There lives a daughter whose every wish with all the breaths she takes is to hear her mother’s voice just one last time.
And there’s another man breaking his back in a construction field somewhere in the fulfillment of his promise to love and to hold, for meagre earnings at the end of the day for a wife battling cancer in a hospital bed.
Yet another man returns to his house late in the night to mayhem and bedlam with constant fights and arguments, a man whose only desire was peace.
There lives in the street a homeless little boy selling peanuts (unintended pun) at the highway during ungodly peak-traffic hours to motorists who just want to get home. A boy whose only mistake was to dream wild, that he too, would one day have a place to call home.
Daughters of their fathers who can not comfortably put on headscarves without hurtful comments and sneers. All they did was love.

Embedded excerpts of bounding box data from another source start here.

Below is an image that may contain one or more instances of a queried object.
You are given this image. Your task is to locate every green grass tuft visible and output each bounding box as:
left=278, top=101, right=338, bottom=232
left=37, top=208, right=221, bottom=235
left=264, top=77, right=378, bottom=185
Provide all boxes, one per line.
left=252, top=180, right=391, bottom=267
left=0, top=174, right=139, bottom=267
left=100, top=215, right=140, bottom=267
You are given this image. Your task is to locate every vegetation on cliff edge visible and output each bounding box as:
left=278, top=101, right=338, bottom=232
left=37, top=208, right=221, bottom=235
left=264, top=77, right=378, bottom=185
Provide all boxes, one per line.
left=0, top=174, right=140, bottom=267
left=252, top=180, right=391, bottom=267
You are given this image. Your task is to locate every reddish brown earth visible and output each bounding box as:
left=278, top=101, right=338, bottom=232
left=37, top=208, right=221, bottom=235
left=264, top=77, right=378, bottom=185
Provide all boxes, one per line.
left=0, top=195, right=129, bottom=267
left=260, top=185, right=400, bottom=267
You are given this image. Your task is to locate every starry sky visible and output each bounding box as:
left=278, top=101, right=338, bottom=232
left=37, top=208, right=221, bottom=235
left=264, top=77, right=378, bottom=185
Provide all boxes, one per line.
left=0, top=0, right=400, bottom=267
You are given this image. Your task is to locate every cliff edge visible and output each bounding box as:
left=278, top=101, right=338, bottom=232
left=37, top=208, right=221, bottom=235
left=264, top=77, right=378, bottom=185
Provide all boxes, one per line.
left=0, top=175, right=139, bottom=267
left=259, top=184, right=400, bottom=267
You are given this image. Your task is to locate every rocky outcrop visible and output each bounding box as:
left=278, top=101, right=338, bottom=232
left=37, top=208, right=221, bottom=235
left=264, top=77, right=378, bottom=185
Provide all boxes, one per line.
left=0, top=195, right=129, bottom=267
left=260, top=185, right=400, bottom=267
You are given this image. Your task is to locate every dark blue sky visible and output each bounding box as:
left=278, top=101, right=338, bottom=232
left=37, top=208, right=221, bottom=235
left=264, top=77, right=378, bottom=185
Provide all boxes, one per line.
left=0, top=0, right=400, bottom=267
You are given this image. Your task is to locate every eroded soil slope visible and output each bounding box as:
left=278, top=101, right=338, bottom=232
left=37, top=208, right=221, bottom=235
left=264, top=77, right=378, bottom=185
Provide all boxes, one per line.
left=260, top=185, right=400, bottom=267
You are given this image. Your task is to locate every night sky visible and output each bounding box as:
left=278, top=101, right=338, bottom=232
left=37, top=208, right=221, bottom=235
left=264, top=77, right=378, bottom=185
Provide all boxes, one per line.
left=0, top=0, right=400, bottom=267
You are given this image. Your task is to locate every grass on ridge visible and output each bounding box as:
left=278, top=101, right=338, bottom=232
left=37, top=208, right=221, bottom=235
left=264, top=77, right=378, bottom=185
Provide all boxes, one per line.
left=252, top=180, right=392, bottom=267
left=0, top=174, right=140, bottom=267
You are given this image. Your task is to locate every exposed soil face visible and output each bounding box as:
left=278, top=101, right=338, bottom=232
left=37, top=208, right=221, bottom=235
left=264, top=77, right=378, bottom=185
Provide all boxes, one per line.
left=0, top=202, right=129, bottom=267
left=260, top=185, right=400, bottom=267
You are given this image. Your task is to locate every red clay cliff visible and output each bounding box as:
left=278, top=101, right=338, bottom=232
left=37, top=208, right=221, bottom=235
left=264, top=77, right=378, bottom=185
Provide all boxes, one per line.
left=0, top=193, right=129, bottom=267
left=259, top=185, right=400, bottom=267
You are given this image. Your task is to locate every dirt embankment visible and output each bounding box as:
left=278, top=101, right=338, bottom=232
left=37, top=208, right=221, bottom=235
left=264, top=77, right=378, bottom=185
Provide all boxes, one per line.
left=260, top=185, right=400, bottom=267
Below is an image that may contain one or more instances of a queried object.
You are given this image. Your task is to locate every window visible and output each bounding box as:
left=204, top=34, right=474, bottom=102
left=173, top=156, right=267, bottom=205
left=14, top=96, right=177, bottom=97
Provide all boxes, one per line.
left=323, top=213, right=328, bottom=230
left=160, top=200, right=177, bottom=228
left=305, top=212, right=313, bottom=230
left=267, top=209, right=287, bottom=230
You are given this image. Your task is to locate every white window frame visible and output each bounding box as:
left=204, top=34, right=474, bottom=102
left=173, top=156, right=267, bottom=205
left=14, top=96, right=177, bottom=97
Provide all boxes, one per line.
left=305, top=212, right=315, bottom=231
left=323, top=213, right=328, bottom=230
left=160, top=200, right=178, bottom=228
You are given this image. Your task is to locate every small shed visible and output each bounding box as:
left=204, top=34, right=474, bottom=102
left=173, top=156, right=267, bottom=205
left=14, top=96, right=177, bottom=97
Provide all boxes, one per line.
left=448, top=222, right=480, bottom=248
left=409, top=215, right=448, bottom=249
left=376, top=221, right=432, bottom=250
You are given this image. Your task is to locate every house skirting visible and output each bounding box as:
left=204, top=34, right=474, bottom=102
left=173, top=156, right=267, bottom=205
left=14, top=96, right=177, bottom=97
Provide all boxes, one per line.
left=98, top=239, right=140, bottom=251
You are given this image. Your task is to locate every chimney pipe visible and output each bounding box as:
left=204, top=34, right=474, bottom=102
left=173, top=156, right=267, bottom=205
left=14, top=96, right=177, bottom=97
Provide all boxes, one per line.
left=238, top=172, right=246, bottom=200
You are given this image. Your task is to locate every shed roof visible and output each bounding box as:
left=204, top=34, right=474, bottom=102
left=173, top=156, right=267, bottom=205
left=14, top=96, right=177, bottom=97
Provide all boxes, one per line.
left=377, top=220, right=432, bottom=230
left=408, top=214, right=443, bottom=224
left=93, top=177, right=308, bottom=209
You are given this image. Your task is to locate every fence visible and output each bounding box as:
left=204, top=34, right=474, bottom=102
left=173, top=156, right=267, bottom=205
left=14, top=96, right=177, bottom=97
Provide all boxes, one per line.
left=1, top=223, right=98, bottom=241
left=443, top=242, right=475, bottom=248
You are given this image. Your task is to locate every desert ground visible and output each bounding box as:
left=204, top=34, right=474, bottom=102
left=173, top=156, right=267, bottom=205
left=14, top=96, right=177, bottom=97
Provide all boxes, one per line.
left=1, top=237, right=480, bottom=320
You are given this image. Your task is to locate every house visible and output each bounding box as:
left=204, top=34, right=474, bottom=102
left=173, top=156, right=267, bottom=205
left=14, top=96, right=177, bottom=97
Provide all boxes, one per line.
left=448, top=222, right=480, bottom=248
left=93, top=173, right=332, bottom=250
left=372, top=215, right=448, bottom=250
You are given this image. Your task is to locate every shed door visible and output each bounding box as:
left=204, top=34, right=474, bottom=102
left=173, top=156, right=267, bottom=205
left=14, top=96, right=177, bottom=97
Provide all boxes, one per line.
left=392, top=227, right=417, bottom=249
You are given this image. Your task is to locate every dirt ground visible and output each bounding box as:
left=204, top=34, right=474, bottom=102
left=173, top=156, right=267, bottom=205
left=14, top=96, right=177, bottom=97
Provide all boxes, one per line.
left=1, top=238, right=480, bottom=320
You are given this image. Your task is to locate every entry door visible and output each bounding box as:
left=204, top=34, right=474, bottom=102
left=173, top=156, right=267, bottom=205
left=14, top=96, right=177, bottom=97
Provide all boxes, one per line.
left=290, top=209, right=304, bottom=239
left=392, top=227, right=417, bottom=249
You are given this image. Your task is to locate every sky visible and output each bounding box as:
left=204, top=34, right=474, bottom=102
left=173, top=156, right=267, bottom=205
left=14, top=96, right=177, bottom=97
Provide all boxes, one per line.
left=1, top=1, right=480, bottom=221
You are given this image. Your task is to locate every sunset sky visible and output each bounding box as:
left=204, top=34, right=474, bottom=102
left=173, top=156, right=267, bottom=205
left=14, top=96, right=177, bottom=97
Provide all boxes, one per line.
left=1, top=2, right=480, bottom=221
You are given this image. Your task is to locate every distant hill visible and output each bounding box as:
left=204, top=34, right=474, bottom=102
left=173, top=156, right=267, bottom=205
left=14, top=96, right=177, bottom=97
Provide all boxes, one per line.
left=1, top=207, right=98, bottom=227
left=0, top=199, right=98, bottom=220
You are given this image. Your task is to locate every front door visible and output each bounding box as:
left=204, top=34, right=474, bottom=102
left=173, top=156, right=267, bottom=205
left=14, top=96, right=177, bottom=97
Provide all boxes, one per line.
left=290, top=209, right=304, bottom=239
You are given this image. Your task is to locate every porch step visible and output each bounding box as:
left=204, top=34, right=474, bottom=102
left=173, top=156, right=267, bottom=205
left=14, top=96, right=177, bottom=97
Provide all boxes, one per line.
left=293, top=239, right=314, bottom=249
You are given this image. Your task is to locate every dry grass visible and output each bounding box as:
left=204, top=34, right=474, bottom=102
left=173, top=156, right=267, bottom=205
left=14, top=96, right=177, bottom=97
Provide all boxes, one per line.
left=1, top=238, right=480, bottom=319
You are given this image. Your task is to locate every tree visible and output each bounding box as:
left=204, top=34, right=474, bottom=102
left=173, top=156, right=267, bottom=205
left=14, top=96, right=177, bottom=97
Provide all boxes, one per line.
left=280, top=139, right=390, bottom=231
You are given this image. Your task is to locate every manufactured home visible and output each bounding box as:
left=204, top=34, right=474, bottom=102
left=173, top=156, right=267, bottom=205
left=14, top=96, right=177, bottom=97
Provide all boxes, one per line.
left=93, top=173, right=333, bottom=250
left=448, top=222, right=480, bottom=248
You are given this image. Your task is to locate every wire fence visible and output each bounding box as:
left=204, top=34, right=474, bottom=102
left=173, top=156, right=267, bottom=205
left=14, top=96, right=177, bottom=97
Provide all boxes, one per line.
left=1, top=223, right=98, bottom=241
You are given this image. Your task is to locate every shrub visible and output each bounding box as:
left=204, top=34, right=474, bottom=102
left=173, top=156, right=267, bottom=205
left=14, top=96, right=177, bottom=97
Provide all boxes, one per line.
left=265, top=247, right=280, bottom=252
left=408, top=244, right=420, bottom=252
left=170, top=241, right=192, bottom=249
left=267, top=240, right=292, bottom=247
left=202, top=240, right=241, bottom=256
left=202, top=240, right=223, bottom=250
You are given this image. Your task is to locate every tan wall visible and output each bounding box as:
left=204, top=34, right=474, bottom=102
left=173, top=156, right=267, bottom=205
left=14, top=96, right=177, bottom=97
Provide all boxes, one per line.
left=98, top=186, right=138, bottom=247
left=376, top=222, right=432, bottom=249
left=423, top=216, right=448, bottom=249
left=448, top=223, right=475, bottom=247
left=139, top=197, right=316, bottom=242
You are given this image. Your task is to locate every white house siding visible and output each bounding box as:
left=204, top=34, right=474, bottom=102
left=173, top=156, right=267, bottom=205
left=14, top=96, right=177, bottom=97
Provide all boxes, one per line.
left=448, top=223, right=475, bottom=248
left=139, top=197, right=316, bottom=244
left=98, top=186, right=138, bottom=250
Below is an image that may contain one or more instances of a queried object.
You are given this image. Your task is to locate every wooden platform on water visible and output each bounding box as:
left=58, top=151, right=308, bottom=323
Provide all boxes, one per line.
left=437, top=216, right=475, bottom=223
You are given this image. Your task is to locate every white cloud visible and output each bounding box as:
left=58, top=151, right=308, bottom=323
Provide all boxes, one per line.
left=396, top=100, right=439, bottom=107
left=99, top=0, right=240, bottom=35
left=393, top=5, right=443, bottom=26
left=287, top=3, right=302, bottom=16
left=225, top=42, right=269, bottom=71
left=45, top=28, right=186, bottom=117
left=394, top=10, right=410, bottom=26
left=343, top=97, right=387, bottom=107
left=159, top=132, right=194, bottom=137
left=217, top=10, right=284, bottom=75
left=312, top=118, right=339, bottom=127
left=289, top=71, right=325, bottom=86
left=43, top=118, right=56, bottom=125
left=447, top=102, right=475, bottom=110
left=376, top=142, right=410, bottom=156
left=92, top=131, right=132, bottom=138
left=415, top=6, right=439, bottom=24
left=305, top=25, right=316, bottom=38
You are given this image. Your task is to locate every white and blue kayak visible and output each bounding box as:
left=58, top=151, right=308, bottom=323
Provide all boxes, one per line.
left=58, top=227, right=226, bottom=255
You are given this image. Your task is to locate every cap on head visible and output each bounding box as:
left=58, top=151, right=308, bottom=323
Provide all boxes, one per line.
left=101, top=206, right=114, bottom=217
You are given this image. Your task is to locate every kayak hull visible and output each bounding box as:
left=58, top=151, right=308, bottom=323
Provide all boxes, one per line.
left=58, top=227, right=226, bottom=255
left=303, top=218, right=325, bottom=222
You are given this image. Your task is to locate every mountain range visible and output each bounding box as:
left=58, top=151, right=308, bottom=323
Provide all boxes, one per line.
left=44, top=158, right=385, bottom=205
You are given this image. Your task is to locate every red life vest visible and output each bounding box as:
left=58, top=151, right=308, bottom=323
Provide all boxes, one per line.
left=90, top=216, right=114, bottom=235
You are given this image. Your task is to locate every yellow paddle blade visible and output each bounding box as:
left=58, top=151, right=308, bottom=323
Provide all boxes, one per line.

And there’s the thousands locked up in prison cells for they did only what they knew right, fought for what they deemed right. Better are they though, for only there bodies are trapped than those whose souls search freedom day and night.
Not to mention the innocent children in war-torn countries who’ve learnt the sounds of gunshots and grenades like the back of their hands. Children who will never know childhood. The only playground and toys they will ever know is the shambles of the remnants of their homes.
So its difficult to be and not to be, to feel and not to feel, to pretend to be oblivious, as much as the heart rejoices at the magnificence of the universe created in the image of the One, such that everywhere we turn, we could seek and find Him. Yet the deadliest malady of the 21st century remains to be the separation from the One. An ailment that no doctor holds the prescription to, nor would any scholar detect from the top of the pulpit.
That’s the thing about death.
Maybe they weren’t really meant for the dead.
That sometimes we’re all in need of one, to bury our former selves, or a loved one.
Or lay to rest that which we can’t control.